Sql-server – Can a temporary table be shared across sessions

sql servertemporary-tables

I have revised a procedure that builds a dynamic SQL statement to create and populate a temporary table. The syntax was something like this:

...'create #temp_' + CAST(GETGUID() AS VARCHAR(36)) ...

I asked a colleague if he knew why a unique identifier was being concatenated to the table name. He told me that in the past there were cases where temporary tables were shared across sessions and the data was messed up.

I know this is not possible since MSDN clearly states:

You can create local and global temporary tables. Local temporary
tables are visible only in the current session
, and global temporary
tables are visible to all sessions.

Now (remembering the case) some colleagues think we should use the syntax above as a good practice but I do not like it and need proof there is no such bug or if it was it is already fixed.

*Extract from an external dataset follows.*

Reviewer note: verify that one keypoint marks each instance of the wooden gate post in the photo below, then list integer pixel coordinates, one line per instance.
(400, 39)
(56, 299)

Could anyone with experience in SQL Server 2005/2008 tell me if there ever was such case?

Best Answer

Local table tables should never be shared across sessions. As you've pointed out, they are only visible to the session that created them and are destroyed when the creating session is terminated, or you drop them.

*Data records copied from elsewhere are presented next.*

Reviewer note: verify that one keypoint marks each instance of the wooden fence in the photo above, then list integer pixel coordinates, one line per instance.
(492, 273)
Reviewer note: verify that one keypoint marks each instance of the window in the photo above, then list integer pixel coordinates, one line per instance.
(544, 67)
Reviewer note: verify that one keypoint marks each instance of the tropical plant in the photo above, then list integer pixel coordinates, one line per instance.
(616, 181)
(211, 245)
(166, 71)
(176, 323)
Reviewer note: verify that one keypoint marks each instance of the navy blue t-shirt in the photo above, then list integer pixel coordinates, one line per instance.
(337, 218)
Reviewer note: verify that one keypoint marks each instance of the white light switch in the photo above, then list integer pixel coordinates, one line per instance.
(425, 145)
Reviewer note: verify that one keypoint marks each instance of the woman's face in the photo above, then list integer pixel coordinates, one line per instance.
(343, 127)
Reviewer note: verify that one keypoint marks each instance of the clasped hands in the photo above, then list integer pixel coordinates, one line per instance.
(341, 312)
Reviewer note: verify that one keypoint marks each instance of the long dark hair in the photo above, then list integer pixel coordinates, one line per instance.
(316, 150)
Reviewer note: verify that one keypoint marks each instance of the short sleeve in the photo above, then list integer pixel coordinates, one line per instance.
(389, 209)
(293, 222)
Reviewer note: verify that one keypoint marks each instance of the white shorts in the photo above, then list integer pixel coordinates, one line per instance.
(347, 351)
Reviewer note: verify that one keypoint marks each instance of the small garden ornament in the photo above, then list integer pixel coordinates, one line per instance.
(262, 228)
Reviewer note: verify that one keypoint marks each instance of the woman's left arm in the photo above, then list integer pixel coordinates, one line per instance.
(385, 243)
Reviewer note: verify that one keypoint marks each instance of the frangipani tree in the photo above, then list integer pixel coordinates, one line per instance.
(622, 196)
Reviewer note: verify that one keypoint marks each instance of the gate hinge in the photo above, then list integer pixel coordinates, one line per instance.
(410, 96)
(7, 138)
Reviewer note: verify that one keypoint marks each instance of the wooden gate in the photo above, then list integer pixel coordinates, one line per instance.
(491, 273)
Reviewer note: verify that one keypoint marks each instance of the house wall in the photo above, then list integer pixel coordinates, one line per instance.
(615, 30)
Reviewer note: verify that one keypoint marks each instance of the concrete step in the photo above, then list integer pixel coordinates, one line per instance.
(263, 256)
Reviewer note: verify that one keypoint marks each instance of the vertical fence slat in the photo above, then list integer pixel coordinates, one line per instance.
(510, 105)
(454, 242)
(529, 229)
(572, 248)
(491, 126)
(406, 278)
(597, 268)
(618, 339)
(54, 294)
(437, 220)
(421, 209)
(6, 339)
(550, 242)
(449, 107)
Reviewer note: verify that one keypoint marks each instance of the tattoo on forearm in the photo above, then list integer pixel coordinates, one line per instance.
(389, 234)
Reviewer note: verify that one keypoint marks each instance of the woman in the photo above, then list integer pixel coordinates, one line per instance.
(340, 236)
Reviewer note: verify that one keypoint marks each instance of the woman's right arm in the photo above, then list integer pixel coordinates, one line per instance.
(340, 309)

Global temporary variables are visible to all sessions, but you'd need to define them with the double hash i.e. ##temp, for them to be defined as global.

As for putting a suffix on the table name when creating it, you're wasting your time, as SQL Server does that anyway.

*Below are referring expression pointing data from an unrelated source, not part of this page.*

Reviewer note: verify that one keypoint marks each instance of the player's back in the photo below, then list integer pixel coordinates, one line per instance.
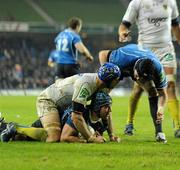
(153, 20)
(65, 44)
(126, 56)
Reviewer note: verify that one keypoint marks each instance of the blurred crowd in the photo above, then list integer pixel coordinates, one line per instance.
(23, 62)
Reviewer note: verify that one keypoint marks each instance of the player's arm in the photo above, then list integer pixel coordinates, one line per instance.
(176, 31)
(83, 50)
(69, 134)
(124, 31)
(103, 55)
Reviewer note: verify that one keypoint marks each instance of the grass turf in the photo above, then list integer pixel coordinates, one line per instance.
(133, 152)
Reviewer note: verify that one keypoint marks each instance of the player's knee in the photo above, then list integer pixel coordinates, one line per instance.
(54, 134)
(136, 93)
(171, 85)
(64, 138)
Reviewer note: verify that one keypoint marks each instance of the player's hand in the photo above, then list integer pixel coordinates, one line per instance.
(124, 36)
(90, 58)
(114, 139)
(96, 139)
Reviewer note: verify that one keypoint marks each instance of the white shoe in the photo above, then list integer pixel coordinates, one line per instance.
(160, 137)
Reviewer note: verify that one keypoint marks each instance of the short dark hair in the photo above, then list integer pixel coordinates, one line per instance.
(74, 22)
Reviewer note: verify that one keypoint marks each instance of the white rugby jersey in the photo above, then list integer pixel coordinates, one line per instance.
(153, 18)
(78, 88)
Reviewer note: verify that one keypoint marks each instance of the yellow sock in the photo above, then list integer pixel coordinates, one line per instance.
(39, 134)
(133, 102)
(173, 106)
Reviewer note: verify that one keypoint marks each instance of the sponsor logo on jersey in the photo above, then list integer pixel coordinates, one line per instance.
(157, 21)
(84, 93)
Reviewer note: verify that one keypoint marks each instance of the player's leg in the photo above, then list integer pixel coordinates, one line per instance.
(50, 120)
(168, 60)
(153, 104)
(173, 102)
(133, 103)
(69, 132)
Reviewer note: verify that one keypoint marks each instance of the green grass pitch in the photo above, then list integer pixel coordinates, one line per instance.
(136, 152)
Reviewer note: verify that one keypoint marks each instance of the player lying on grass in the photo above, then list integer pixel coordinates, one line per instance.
(97, 116)
(145, 69)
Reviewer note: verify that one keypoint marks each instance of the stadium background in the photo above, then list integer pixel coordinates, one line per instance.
(28, 28)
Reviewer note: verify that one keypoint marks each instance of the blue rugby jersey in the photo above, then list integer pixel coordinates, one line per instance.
(65, 44)
(125, 57)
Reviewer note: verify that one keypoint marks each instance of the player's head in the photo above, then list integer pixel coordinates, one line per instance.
(75, 24)
(100, 99)
(145, 68)
(109, 72)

CREATE TABLE #temp (Name VARCHAR(20));

USE tempdb;
GO

SELECT name FROM sys.tables WHERE name LIKE '#temp%';

For me, this returns

#temp_______________________________________________________________________________________________________________00000000004C

However, as Aaron Bertrand pointed out in this answer:

if you call everything #temp, or #t, or #x, then it's possible that such a table already exists from an outer scope prior to calling the procedure.

In this case, you could be sharing the temp table between a top-level process and a number of different procedures that it calls within that process. This of course could lead to data corruption, depending on how you defined and constructed your temporary table.